We outline the motivation for using the axial-attention above. Another aspect is that there are only 3400 high-quality training samples for RNA secondary structures and a design decision to adapt our architecture to this data could easily lead to an overfitting on the architecture level. Therefore, we tried to keep the architecture as lean as possible. However, we tried to use the “triangular multiplicative update” similar to AlphaFold but didn’t achieve significantly better results.

Another problem-specific novelty is the Sparse Adjacency Loss. We use a masking technique to address the heavy and sequence-length-dependent imbalance between base pairs to no base pairs in the adjacency matrix. The number of possible base pairs scales linearly with the sequence length but the number of possible pairings in the adjacency matrix quadratically, resulting in a sparse 2D representation. Therefore, this loss is crucial to the training success of the RNAformer.

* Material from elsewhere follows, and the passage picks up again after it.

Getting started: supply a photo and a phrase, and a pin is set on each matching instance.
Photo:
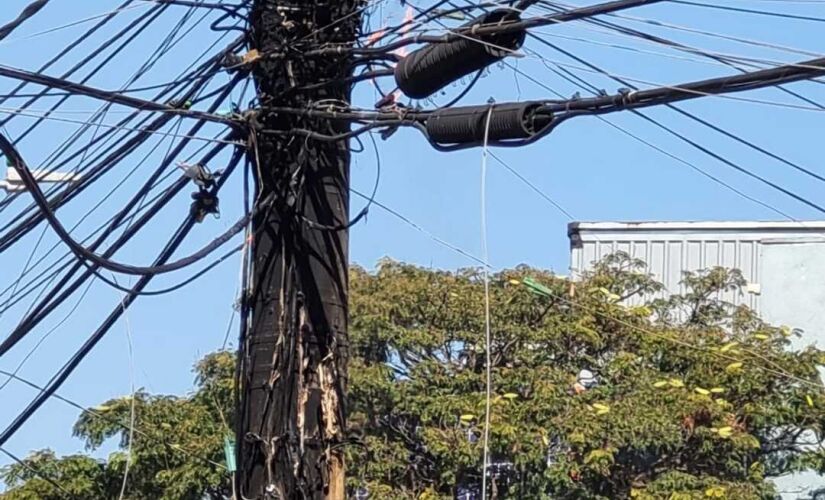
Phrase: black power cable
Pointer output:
(66, 370)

Image data would require a different embedding, a specific head and most vision transformers do not use axial attention due to the high memory consumption but consider an image as a sequence of image patches.

Q4: What is the distribution of sequence length? What are the average and maximum lengths?

We provide a detailed table with all the length values in Appendix B. For the data derived from 3D RNAs from PDB, the maximum sequence length is 200 nt, with an average length of 57.9nt. Generally, high-quality RNA data is rare, covering roughly 1% of all residues of all known structure data of RNA, DNA, and protein. While there exist longer RNAs in PDB, these belong to a very limited set of RNA families (mainly ribosomal RNAs) which are highly homologous, very long (>2000 nt), and therefore not suitable to improve the prediction of short and mid-length RNA structures.